L’ouvrage est clos par une chronologie des événements les plus marquants de la période 1995-2007 et un répertoire de sites (études et recherches, ressources statistiques, administrations et institutions nationales, institutions européennes).
Il nous semble impossible de faire le panorama … d’un panorama sans le dénaturer. Aussi préférons- nous donner un aperçu du contenu d’une partie de l’ouvrage, celle consacré aux territoires. Daniel Béhar et Philippe Estèbe (Coopérative Acadie) replacent la dynamique de ces derniers dans leurs rapports avec l’Etat (mise en perspective des politiques d’aménagement depuis 1963). Ils font par ailleurs un premier bilan de l’appropriation et de la mise en oeuvre des compétences accordées par les lois de décentralisation par les différents territoires (région, département, structures intercommunales). Laurent Davezies (Université Paris-XII-Val-de-Marne) s’attache à montrer que les transferts de fonds autant publics que privés jouent un grand rôle dans la cohésion territoriale (redistribution vers les régions les plus pauvres). Il trace ainsi les contours d’une France qui, certes, n’est pas celle de la production, mais qui n’en est pas pour autant dénuée de tout dynamisme. Jean-Claude Bontron (Société d’études géographiques, économiques et sociologiques appliquées) montre que les récentes dynamiques migratoires liées à la périurbanisation, à l’attraction des grandes métropoles et des façades littorales profitent aux espaces ruraux. L’articulation entre les espaces ruraux et urbains se trouve ainsi recomposée. Les écarts entre les sociétés rurales et urbaines sont de fait amoindris mais ces nouvelles dynamqiues migratoires induisent également de nouvelles questions, celles des services publics en milieu rural ou encore du développement économique. Brigitte Baccaïni (INSEE) dresse le portrait de la mobilité et des flux migratoires en France dans ses composantes spatiales, démographiques et sociales. Jean-Claude Bontron inscrit le développement des différents territoires dans le cadre européen. Il montre le rôle positif des fonds européens dans le maintien d’une certaine cohésion territoriale. Il expose enfin la nouvelle orientation de ces fonds décidée par l’UE à partir de 2007 autour des objectifs communautaires de Lisbonne (développement économique) et de Göteborg (développement durable) et sa mise en oeuvre dans le cadre national.

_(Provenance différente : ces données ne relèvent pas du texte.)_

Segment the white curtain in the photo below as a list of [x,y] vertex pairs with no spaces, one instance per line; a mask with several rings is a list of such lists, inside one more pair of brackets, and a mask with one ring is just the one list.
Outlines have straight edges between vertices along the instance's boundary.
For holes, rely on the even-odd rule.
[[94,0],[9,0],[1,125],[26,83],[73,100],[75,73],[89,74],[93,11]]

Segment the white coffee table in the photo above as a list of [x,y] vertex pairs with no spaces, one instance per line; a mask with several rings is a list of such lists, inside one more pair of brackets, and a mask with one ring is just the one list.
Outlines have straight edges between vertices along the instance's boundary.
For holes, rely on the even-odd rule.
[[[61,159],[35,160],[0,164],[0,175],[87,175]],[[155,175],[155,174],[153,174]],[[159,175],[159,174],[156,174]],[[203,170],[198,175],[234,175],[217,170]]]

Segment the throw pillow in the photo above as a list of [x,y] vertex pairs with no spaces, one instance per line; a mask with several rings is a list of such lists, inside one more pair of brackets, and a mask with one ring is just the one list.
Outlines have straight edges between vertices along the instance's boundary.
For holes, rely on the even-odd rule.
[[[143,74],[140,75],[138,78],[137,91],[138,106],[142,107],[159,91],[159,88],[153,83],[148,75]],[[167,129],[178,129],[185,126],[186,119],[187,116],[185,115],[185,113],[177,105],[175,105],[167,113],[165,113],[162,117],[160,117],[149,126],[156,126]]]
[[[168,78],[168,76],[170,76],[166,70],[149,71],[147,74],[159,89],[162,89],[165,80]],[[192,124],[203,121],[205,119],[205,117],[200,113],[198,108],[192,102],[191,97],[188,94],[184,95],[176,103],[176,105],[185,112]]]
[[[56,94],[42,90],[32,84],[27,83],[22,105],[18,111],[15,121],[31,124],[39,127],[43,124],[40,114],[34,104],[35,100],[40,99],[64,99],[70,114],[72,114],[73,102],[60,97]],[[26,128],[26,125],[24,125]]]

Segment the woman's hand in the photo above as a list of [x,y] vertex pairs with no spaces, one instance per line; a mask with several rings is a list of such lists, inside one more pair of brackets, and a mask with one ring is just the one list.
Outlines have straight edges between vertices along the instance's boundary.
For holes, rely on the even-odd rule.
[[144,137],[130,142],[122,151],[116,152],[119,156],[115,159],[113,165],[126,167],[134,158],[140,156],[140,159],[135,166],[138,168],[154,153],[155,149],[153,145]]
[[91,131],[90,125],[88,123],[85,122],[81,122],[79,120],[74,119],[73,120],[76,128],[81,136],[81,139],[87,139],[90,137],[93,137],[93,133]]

Cet ouvrage est intéressant à plus d’un titre. Il aborde, en effet, les sujets délicats de manière dépassionnée et contribue ainsi à tordre le cou à certains stéréotypes très répandus dans l’opinion publique, par exemple celui de l’inefficacité structurelle de certaines politiques européennes. De ce fait, pour l’ « honnête homme », il constitue un moyen efficace et rapide de prendre du recul. Pour l’enseignant, un tel ouvrage permet une mise à jour rapide de ses connaissances, par exemple dans le domaine démographique. En outre, la lecture de ces articles très concis offre une première synthèse sur certaines questions, préalable qui permet d’orienter de manière plus efficace la réflexion et les lectures du professeur. Enfin, de nombreux thèmes abordés sont en lien direct avec les programmes de collège (4e et 3e) et de lycée (1ere et Terminale) tant en géographie qu’en histoire ou encore en Education Civique ou ECJS. Citons par exemple l’article de la sociologue Michèle Ferrand (CNRS) sur la place des femmes dans la société française. Il offre en effet une base solide pour la préparation d’un des débats proposés en Education Civique en classe de 3e, celui qui porte sur la place des femmes dans la vie politique et sociale.
Paradoxalement, la couverture ne tient pas ses promesses. Pourtant au coeur de la problématique actuel du développement, le thème du développement durable est quasiment absent de cet ouvrage. C’est le cas également d’autres sujets pourtant essentiels comme le rapport qu’entretient la France avec la mondialisation. Enfin, la place accordée à l’outre-mer est souvent marginale.